Soit un exemple involontairement parodique du "wishful thinking", du mode performatif inhérent à la fantasy, où il suffit de vouloir ou de déclarer (électivité, parcours initiatique, puissance de l’esprit, formules magiques…) pour (re)définir le cours des événements. Malgré tout, le changement des règles en cours de partie demeure une triche (et donc une arnaque) quelle que soit le genre imaginaire considéré. Mais il est probable que les scénaristes de Secret Hideout ont comme à leur habitude tablé sur le voile noir émotionnel provoqué par la révélation de la filiation de Jean-Luc Picard ("je suis ton père...") et le réveil corollaire de son autorité amirale… conjurant (par un symbolique "engage" le titre de l’épisode ("disengage").
En amont, puisque c’était si simple d’aller se planquer tranquilou dans la nébuleuse, pourquoi n’avoir pas commencer par ça au lieu d’en passer par ce "psychodrame" stérile de quarante minutes ? Eh bien parce qu’il fallait justement ce psychodrame pour servir la caractérisation. Du coup, une fois de plus, l’externalisme le plus pesant se devine grossièrement à travers la couche bien fine d’internalisme, signe d’une écriture médiocre et insincère.
Terry Matalas a beau être le showrunner de cette saison, les stigmates kurtzmaniens se retrouvent à tous les étages du château de cartes, y compris dans la personnalité de Jack Crusher Picard (Ed Speleers), qui est un décalque de celle de Baby-Kirk de ST 2009 : culotté, joueur, arrogant, insouciant, brillant, voyou au grand cœur... quoique cette fois avec un accent british. Et c’est donc selon une pure "logique" de FakeTrek que Riker verra en lui une parfaite réplique jeune de Jean-Luc. C’est cela, oui...
Certes, un épisode comme ST TNG 06x15 Tapestry n’avait pas manqué de juvéniliser et de dynamiser le très sage capitaine de l’USS Enterprise D, mais cela ne cautionne pas pour autant de telles réductions à un cliché abramsien interchangeable… quand bien même hors du cadre de recrutement de Starfleet.
Si d’aventure, la jeunesse de l’amiral devait un jour être mise en scène par l’écurie Secret Hideout, on imagine déjà que le young Picard ressemblerait en tout point au young Kirk — des héros iconiques réduits à des clichés étant toujours interchangeables.

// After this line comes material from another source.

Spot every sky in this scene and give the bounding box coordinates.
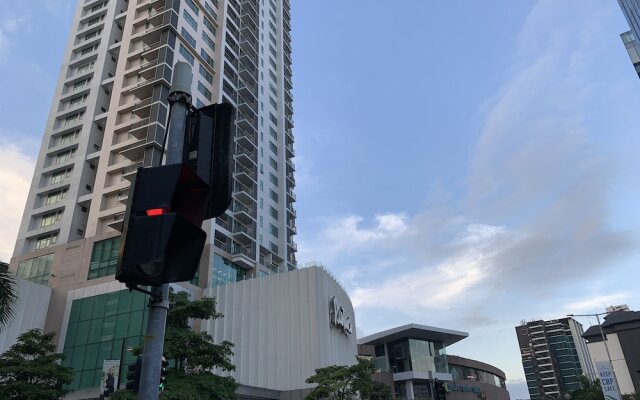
[0,0,640,399]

Et bien entendu, puisqu’il est confirmé que Jack est bien le fils de Jean-Luc, la question qui se posait déjà dans l’épisode précédent est donc plus que jamais d’actualité : quand donc la Dr Crusher aurait-elle pu être enceinte de Picard ? Durant la seconde saison de ST TNG comme une fille-mère honteuse du 19ème siècle, auquel cas Jack aurait plus de 35 ans (comme son acteur) ? Ou bien après ST Nemesis alors que Beverly avait déjà 55 ans (!), auquel cas Jack aurait à peine plus de 20 ans (soit 15 ans de moins que son acteur). Bref, pas très raccord tout ça, entre le coup de poker et le soap forcing.

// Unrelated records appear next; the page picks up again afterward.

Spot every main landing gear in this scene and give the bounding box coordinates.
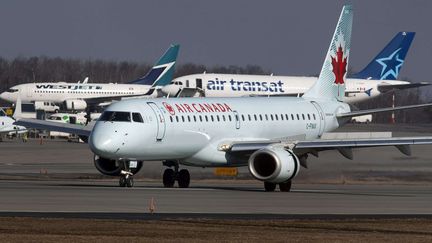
[264,180,292,192]
[163,160,190,188]
[119,161,134,187]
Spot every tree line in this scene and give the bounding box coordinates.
[0,56,432,123]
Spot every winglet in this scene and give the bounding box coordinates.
[130,44,180,87]
[12,91,22,121]
[352,32,415,80]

Si Picard 03x02 Disengage ne sera pas rédimé par son visuel caviste (toujours plus dark) ni par ses effets spéciaux — une fois de plus assez médiocres (contrastes saturés, blancs brulés, définition digne de jeux vidéo assez cheap) au regard des normes actuelles –, ses rares qualités (bien réelle quoique très relatives) sont à chercher du côté de quelques dialogues et interactions :
L’épisode compte en particulier une réplique bien sentie, à savoir lorsque Seven réussira à convaincre Shaw d’intervenir par cette seule punchline : « vous pourriez être le héros qui a sauvé des héros ou alors on se souviendra de vous pour être le capitaine qui a laissé mourir deux légendes ». Efficace.
Il faut également signaler une lantern assez jouissive... lorsque Jack dira à Jean-Luc que l’histoire l’a surtout retenu comme capitaine et non comme amiral. Sans blague ?

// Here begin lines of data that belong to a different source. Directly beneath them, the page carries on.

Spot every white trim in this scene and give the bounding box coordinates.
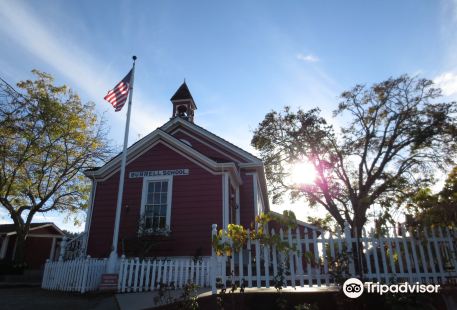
[140,175,173,231]
[6,223,65,236]
[27,234,62,238]
[84,129,242,183]
[170,127,242,165]
[160,117,262,164]
[83,179,97,254]
[256,175,266,213]
[235,186,241,225]
[0,236,10,259]
[252,172,259,217]
[222,172,230,229]
[49,237,57,261]
[270,211,325,232]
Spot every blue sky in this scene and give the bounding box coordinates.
[0,0,457,228]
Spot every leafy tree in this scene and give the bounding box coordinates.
[407,166,457,227]
[251,75,457,236]
[0,70,111,262]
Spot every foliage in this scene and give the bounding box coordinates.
[212,211,297,256]
[407,166,457,227]
[179,282,199,310]
[154,282,177,305]
[306,214,336,233]
[0,70,111,261]
[251,75,457,232]
[216,272,246,310]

Même si le style Baby-Kirk de Jack possède autant de parenté avec celui de Jean-Luc qu’un pommier avec un baril de clous, et même si Riker n’est pas particulièrement qualifié pour reconnaître une version djeun de Picard (puisque ce dernier avait déjà 59 ans lorsqu’ils se sont rencontrés pour la première fois dans dans ST TNG 01x01+01x02 Encounter At Farpoint), l’obstination de l’amiral à ne pas voir ce qui tenait de l’évidence pour son ex-Number 1 forme une situation psychologie assez crédible : le principal intéressé n’est pas dupe de sa probable paternité, mais il donne néanmoins le change à son entourage, faisant mine de se réfugier le plus longtemps possible dans un apparent déni.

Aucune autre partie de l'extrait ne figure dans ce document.